Not since Mitt Romney opted to very-publicly write off 47 per cent of the electorate, has a leading figure self-inflicted such a boneheaded injury to his efforts. And while it may be a stretch to call Abercrombie & Fitch CEO Mike Jeffries a leading figure, certainly his brand is universally known; even more so now that his remarks about fat women and uncool kids have very prominently surfaced.

In fairness to Jeffries, the comments date back to a 2006 interview he gave with Salon, where he made clear distinctions between the various market segments that might gravitate to Abercrombie & Fitch’s latest lines. Every CEO thin slices his customer base, so there’s nothing unusual or untoward there. Even what came next would be fine, more or less, if it was confined to the executive boardroom.

What was decidedly not cool was saying in an interview that: “A lot of people don’t belong [in our clothes], and they can’t belong.
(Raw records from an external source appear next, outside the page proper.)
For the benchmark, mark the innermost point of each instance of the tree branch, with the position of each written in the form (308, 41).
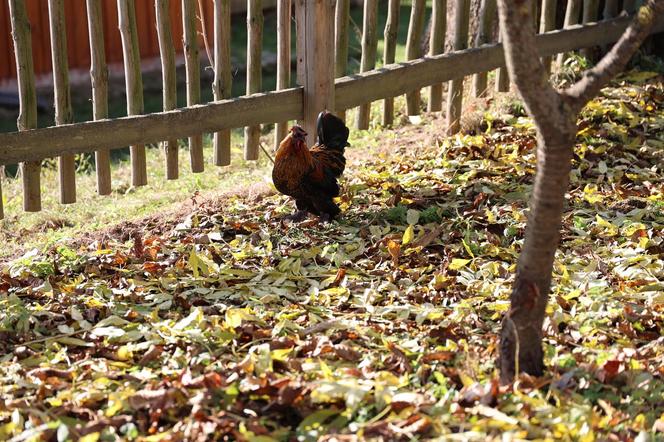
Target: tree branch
(615, 60)
(521, 56)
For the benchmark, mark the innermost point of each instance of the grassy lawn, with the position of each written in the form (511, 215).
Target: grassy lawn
(57, 222)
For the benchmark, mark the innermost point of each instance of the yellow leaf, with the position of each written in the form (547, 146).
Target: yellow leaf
(92, 437)
(408, 235)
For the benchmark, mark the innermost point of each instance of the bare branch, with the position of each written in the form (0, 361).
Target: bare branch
(523, 61)
(615, 60)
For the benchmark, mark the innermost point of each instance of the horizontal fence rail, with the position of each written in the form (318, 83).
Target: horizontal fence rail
(325, 43)
(271, 107)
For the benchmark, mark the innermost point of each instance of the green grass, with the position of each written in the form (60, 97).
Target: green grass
(92, 212)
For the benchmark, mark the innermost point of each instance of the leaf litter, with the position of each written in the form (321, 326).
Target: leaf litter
(234, 325)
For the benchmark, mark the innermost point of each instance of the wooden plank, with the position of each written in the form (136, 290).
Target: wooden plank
(368, 60)
(27, 118)
(222, 83)
(99, 79)
(610, 9)
(455, 90)
(350, 91)
(414, 50)
(193, 72)
(140, 129)
(283, 60)
(62, 95)
(572, 14)
(169, 81)
(389, 52)
(342, 15)
(252, 134)
(316, 72)
(548, 23)
(134, 84)
(487, 15)
(590, 14)
(436, 46)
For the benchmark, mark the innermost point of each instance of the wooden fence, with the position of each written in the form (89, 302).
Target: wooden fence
(321, 56)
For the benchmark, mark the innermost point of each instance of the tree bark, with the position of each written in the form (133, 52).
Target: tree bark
(554, 113)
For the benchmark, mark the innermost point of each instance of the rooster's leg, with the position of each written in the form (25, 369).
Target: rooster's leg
(298, 216)
(328, 210)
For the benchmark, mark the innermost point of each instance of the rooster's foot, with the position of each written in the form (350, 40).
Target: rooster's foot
(325, 218)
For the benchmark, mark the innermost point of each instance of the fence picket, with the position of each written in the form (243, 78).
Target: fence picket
(590, 14)
(222, 75)
(389, 53)
(254, 52)
(414, 50)
(502, 76)
(368, 60)
(134, 83)
(99, 79)
(169, 80)
(487, 15)
(436, 46)
(455, 91)
(193, 72)
(283, 60)
(27, 118)
(548, 23)
(342, 14)
(62, 95)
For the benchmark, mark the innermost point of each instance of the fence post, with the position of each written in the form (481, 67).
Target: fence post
(455, 91)
(169, 80)
(27, 118)
(315, 43)
(254, 53)
(368, 61)
(134, 83)
(571, 18)
(62, 95)
(414, 50)
(99, 79)
(283, 60)
(436, 46)
(590, 14)
(389, 52)
(193, 71)
(342, 14)
(502, 76)
(487, 14)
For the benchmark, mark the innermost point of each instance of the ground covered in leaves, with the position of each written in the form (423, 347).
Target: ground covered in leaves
(232, 324)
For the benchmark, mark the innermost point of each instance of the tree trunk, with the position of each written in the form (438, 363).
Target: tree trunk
(554, 113)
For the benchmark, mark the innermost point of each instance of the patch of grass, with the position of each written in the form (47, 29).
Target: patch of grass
(57, 222)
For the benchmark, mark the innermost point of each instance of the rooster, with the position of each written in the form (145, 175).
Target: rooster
(310, 175)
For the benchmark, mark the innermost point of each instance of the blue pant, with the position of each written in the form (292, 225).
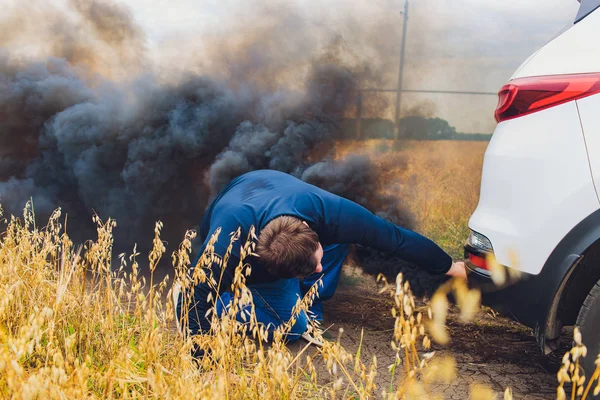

Are we exclusionary? Absolutely”. The people Jeffries deemed as not belonging  are the “not-so-cool” kids in school and overweight women. They conjured up associations that he didn’t want his brand to be any part of.

He explained that avoiding unattractive people was a philosophy that permeated “everything” at the company. “That’s why we hire good-looking people in our stores. Because good-looking people attract other good-looking people, and we want to market to cool, good-looking people. We don’t market to anyone other than that," he said in the interview.

Of course, Jeffries is entirely within his rights . If he wants his clothes to be the exclusive purview of the “attractive all-American kid with a great attitude and a lot of friends” that's his prerogative. The difficulty is that not everyone fits that mold, and even those who do, don’t want to be explicitly seen as aping that style.

As such, it doesn’t win the CEO of the company any benefit by openly antagonizing them. Michael Jordan knew that 20 years ago when he refused to support a very popular Democratic candidate for the Senate against an avowedly race-baiting Republican because he didn’t want to antagonize anyone who might buy his brand of Nike shoes. The line “Republicans buy sneakers too” became an albatross around Jordan’s neck for the rest of his career, but he didn’t dent his commercial appeal. Companies knew that Jordan understood how to move the merchandise.

Now that Jeffries comments have reemerged in a Business Insider article, the public backlash has yet to translate into a slap against the company's stock. As of midday Thursday, Abercromibe & Fitch was up 2.29 per cent to $53.68, rising more than 8.3 per cent since the BI story ran on Friday.

But Jeffries has surely learned some new insights on marketing. Lesson One might be that if 36 per cent of the people in your largest market are overweight, to say nothing of how many of them are potentially uncool, telling the world that you only want thin good-looking people as customers may be a career-ending call.